Moderation of Supportive Co-Parenting

Finally, the study revealed that supportive co-parenting moderated the link between maternal COVID-19 distress and parenting stress, which confirmed the ecological model of co-parenting and suggested that supportive co-parenting plays a buffering or protective role in the impact of risk factors on family outcomes.64 Our results are consistent with the study by Jam et al, who found that supportive co-parenting attenuated the influence of stressful events on parenting stress.17 The supportive co-parenting relationship is a valuable and supportive resource for distressed mothers during the COVID-19 pandemic or in adverse situations; thus, the relationship can effectively mitigate the effects of maternal distress on parenting stress. Our findings further revealed that supportive co-parenting moderated the mediation effect of parenting stress between maternal distress and children’s problematic media use, and the serial mediation effect of parenting stress and NIUMP. Researchers argued that supportive co-parenting could, in theory, alleviate family stress and its effects, promote parental adjustment, and enhance child social adjustment,60 which was confirmed by the current empirical study. Future research should continue to explore other protective factors, such as parental mindfulness, to enhance the functioning of families and members in adverse situations.

Conclusion

The current study investigated the relationship between maternal COVID-19 distress and problematic media use in children, and our findings showed that: (1) maternal COVID-19 distress was positively related to children’s problematic media use; (2) parenting stress and NIUMP partially mediated the association between maternal COVID-19 distress and children’s problematic media use, respectively, and parenting stress and NIUMP acted as serial mediators in this relationship; and (3) supportive co-parenting moderated the association between maternal COVID-19 distress and parenting stress, and supportive co-parenting buffered the mediating effect of parenting stress and the serial mediating effect of parenting stress and NIUMP. These findings suggested that the critical to prevent children’s problematic media use is to enhance parents’ mental health and the quality of digital parenting.

This study has some limitations. First, the current study was a cross-sectional study that can only establish correlations and can not identify causality and direction of effects among variables. Future studies should use a longitudinal design to explore these relationships and examine the effects’ direction over time. Second, although our study took multiple approaches to reduce sample bias in the questionnaire (such as setting reverse-scoring items), it could only be avoided partially. Future studies should take various measures to reduce bias, including observation and interviews. Third, two items were used to assess maternal COVID-19 distress, which is relatively simple and convenient but needs to be more accurate.

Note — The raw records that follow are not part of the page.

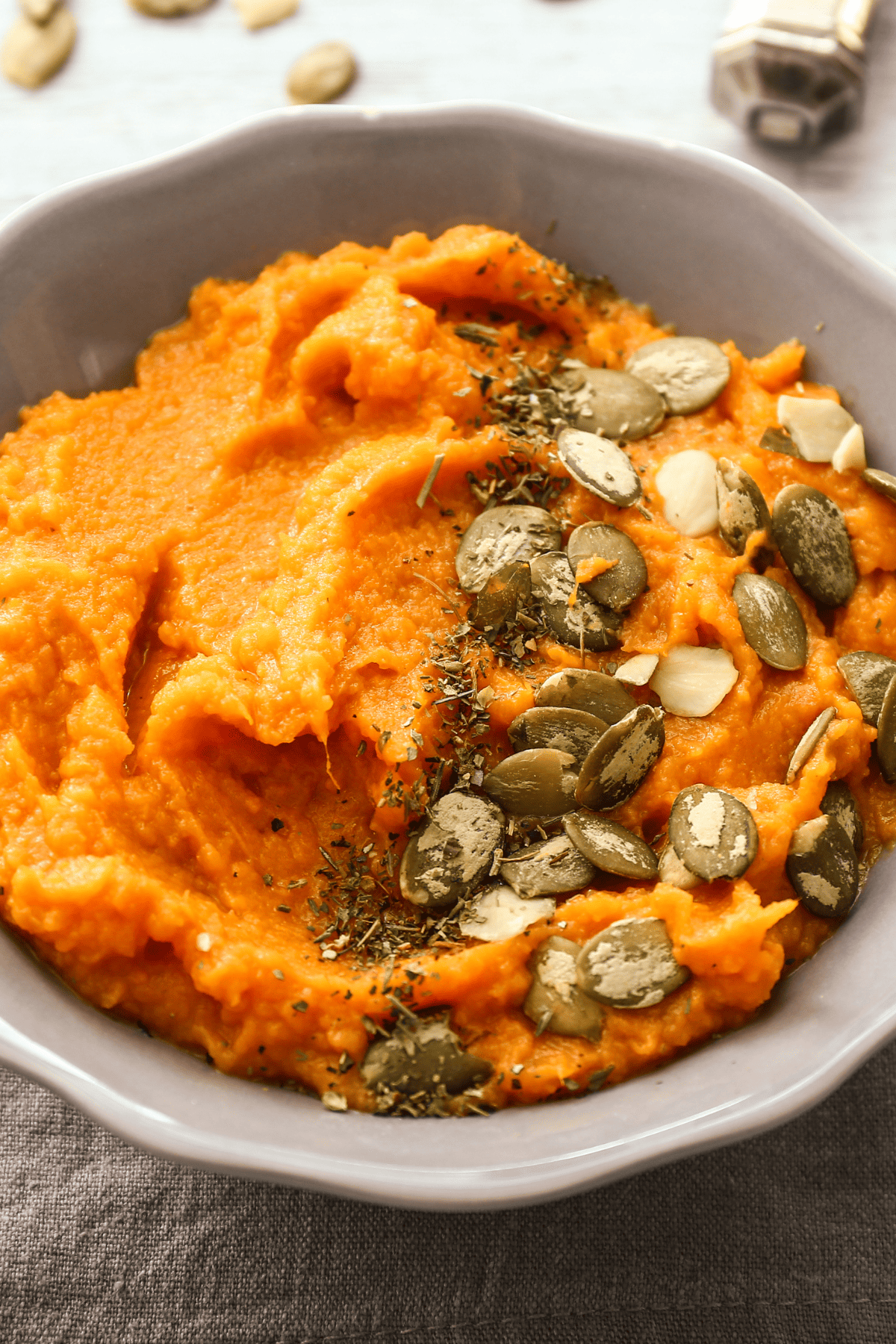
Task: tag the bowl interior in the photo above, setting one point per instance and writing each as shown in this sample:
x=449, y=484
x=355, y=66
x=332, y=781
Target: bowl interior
x=714, y=246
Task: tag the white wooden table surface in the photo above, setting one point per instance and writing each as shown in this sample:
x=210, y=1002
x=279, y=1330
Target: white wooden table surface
x=136, y=87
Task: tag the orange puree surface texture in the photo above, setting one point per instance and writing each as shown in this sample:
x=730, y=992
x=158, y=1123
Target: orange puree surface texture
x=237, y=667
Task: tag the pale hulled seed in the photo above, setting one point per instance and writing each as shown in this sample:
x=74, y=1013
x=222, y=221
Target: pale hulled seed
x=692, y=682
x=500, y=537
x=621, y=759
x=742, y=511
x=547, y=868
x=712, y=833
x=610, y=847
x=822, y=867
x=882, y=482
x=688, y=371
x=815, y=426
x=615, y=405
x=600, y=465
x=555, y=1001
x=583, y=623
x=771, y=621
x=561, y=729
x=840, y=803
x=595, y=692
x=453, y=853
x=534, y=784
x=620, y=585
x=31, y=53
x=809, y=741
x=321, y=74
x=422, y=1057
x=630, y=964
x=868, y=676
x=812, y=537
x=687, y=483
x=497, y=914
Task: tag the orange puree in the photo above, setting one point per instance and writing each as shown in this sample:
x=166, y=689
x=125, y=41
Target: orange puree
x=220, y=600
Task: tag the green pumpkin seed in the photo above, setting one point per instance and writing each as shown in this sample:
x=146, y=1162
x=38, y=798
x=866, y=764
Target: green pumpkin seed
x=688, y=371
x=555, y=994
x=812, y=537
x=630, y=964
x=610, y=847
x=868, y=676
x=621, y=759
x=564, y=730
x=882, y=482
x=822, y=867
x=547, y=868
x=321, y=74
x=582, y=624
x=500, y=537
x=595, y=692
x=840, y=803
x=534, y=784
x=809, y=741
x=422, y=1057
x=617, y=588
x=600, y=465
x=453, y=853
x=615, y=405
x=771, y=621
x=742, y=511
x=714, y=833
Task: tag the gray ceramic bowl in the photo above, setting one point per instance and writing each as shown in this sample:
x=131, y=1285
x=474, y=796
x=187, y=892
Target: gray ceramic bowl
x=715, y=246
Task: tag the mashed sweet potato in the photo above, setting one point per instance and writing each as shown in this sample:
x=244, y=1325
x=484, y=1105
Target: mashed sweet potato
x=220, y=601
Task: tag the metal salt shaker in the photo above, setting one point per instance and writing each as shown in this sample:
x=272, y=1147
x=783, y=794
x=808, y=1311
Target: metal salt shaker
x=791, y=72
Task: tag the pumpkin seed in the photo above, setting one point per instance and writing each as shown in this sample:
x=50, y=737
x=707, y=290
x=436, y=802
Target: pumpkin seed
x=615, y=405
x=453, y=853
x=500, y=537
x=688, y=371
x=610, y=847
x=31, y=53
x=880, y=482
x=618, y=586
x=547, y=867
x=262, y=13
x=630, y=964
x=822, y=867
x=809, y=741
x=692, y=682
x=555, y=991
x=771, y=621
x=564, y=730
x=840, y=803
x=886, y=744
x=499, y=914
x=638, y=670
x=503, y=596
x=868, y=676
x=813, y=539
x=712, y=833
x=321, y=74
x=815, y=426
x=595, y=692
x=421, y=1057
x=582, y=624
x=742, y=511
x=534, y=784
x=778, y=441
x=687, y=483
x=620, y=761
x=600, y=465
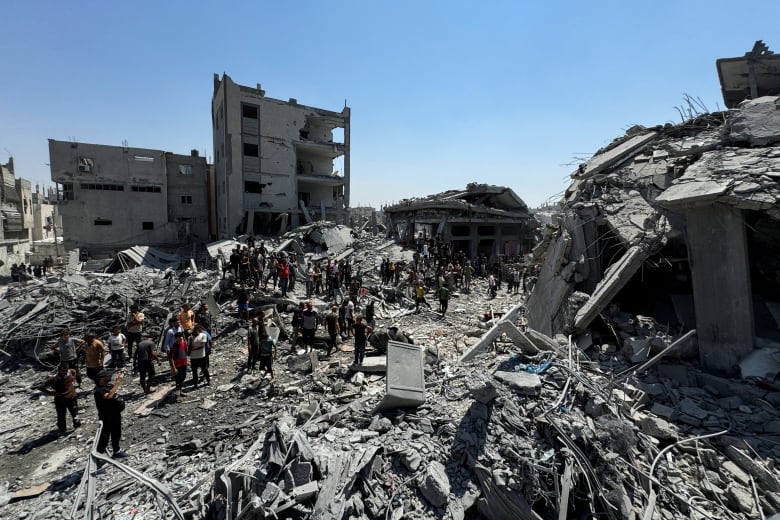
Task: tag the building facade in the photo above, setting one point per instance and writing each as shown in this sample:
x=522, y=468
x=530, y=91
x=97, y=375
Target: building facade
x=114, y=197
x=16, y=217
x=482, y=220
x=274, y=161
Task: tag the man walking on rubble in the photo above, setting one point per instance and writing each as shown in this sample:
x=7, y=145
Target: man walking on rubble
x=110, y=407
x=67, y=347
x=94, y=355
x=186, y=319
x=253, y=345
x=116, y=345
x=198, y=355
x=145, y=354
x=444, y=299
x=267, y=354
x=362, y=331
x=309, y=326
x=62, y=387
x=177, y=357
x=134, y=326
x=332, y=325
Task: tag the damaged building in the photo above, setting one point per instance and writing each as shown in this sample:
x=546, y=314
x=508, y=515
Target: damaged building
x=679, y=223
x=112, y=197
x=482, y=220
x=274, y=161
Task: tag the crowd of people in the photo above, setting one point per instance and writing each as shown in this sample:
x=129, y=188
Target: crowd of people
x=187, y=341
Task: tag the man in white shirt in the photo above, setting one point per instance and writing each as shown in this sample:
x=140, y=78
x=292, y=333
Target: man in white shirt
x=198, y=358
x=116, y=343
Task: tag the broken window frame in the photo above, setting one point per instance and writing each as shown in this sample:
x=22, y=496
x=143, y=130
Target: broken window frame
x=86, y=164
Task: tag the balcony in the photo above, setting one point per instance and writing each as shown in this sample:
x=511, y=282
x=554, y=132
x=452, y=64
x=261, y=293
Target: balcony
x=326, y=149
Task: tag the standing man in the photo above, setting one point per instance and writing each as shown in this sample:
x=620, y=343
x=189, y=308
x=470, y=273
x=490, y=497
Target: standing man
x=110, y=407
x=361, y=336
x=116, y=344
x=198, y=344
x=145, y=353
x=204, y=318
x=186, y=319
x=309, y=325
x=95, y=352
x=134, y=326
x=61, y=386
x=253, y=344
x=268, y=353
x=178, y=361
x=332, y=325
x=243, y=303
x=68, y=350
x=444, y=299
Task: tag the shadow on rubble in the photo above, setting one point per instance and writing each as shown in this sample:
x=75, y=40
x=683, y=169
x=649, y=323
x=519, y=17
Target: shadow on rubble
x=32, y=444
x=468, y=443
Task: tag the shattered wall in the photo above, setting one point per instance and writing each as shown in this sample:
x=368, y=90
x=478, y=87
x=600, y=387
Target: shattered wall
x=661, y=222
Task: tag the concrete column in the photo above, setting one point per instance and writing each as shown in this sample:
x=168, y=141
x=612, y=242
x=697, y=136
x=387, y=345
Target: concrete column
x=721, y=285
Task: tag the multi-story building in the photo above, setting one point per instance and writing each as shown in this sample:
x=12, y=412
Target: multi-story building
x=114, y=197
x=274, y=161
x=16, y=217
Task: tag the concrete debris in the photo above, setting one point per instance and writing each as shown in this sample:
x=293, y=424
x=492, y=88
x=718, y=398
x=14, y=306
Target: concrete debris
x=602, y=393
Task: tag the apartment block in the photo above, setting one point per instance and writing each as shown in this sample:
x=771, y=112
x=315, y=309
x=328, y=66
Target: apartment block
x=275, y=161
x=114, y=197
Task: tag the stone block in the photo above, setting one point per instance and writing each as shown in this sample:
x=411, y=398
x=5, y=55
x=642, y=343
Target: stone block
x=677, y=373
x=481, y=388
x=637, y=349
x=405, y=382
x=435, y=485
x=689, y=407
x=522, y=382
x=663, y=411
x=658, y=428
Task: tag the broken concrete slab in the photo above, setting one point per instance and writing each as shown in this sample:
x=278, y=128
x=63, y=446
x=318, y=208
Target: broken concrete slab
x=405, y=383
x=435, y=485
x=522, y=382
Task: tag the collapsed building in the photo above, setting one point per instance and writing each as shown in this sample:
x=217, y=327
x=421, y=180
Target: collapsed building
x=677, y=222
x=480, y=220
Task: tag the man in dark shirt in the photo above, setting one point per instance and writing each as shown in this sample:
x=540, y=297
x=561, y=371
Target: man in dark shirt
x=61, y=386
x=253, y=344
x=361, y=335
x=243, y=303
x=309, y=325
x=146, y=353
x=68, y=350
x=109, y=407
x=332, y=324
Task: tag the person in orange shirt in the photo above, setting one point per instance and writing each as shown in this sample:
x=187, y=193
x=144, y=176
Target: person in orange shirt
x=186, y=319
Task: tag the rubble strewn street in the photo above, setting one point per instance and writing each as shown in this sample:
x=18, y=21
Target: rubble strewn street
x=538, y=428
x=625, y=369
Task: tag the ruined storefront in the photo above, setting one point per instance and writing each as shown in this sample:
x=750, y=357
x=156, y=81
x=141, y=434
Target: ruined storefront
x=480, y=220
x=676, y=223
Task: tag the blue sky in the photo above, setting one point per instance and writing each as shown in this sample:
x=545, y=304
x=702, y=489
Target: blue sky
x=442, y=93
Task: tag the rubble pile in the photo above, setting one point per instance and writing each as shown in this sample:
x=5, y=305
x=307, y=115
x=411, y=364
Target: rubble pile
x=503, y=417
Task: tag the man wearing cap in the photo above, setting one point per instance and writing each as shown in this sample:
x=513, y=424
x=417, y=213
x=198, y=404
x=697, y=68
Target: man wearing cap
x=309, y=325
x=62, y=387
x=146, y=353
x=94, y=353
x=178, y=360
x=134, y=326
x=109, y=407
x=68, y=350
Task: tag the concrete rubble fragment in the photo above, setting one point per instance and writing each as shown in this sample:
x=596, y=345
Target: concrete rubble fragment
x=595, y=395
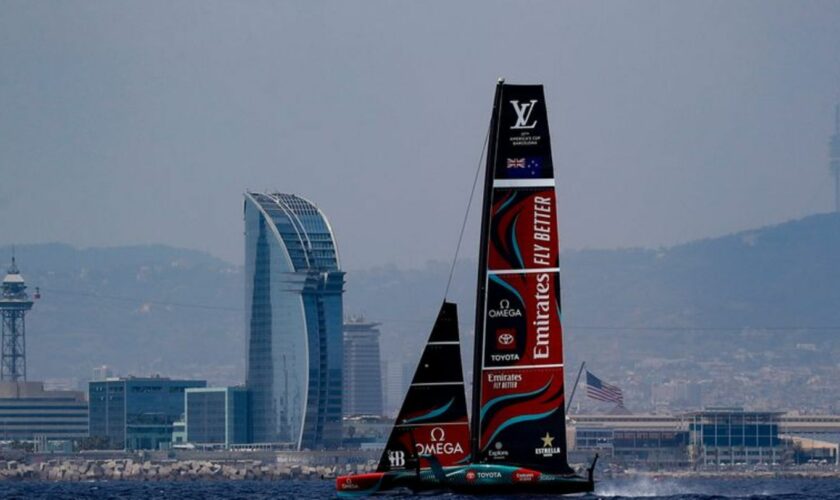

The current study, nevertheless, has some theoretical and practical implications. First, this study comprehensively explored the mechanism underlying the pathways of influence from maternal COVID-19 distress to children’s problematic media use in China, which bridges the gap where previous research has mainly focused on the direct impact of parental distress on children’s screen time.9 Second, the empirical research confirmed that variables related to parents are essential in better examining and understanding children’s media use and well-being. These findings provide information for future research to promote family adaptation and child developmental outcomes in crisis or disadvantaged situations. Third, our findings can inform the prevention and intervention efforts of researchers, social agencies, and policymakers, which aim to promote parental adaptation and tackle children’s media use problems in China. These efforts should target parents, especially distressed mothers in adverse circumstances, to help them address poorer mental health, cope with parenting stress, and enforce scientific digital parenting practices.

Data Sharing Statement

The datasets generated during and/or analyzed during the current study are available from the corresponding author on reasonable request.

Ethics Approval

Approval was obtained from the ethics committee of Shanghai Normal University (Approval Number: 2022-043). The procedures used in this study adhere to the tenets of the Declaration of Helsinki.

Informed Consent

Informed consent was obtained from all individual participants included in the study.

Funding

The authors did not receive support from any organization for the submitted work.

Disclosure

The authors declare that they have no conflicts of interest.

References

1. Daniel SJ. Education and the COVID-19 pandemic. Prospects. 2020;49(1–2):91–96. doi:10.1007/s11125-020-09464-3

2. Shi J, Shi H, Wang Y, et al. Electric screen time of urban preschoolers during and before COVID-19. Chin J Sch Health. 2022;43(03):345–349. doi:10.16835/j.cnki.1000-9817.2022.03.007

3. Liu X, Liu Z, Li Y. Study of screen exposure of children aged 3–12 in Xi’an during winter vacation in 2020. Chin J Woman Child Health Res. 2021;32(10):1541–1547.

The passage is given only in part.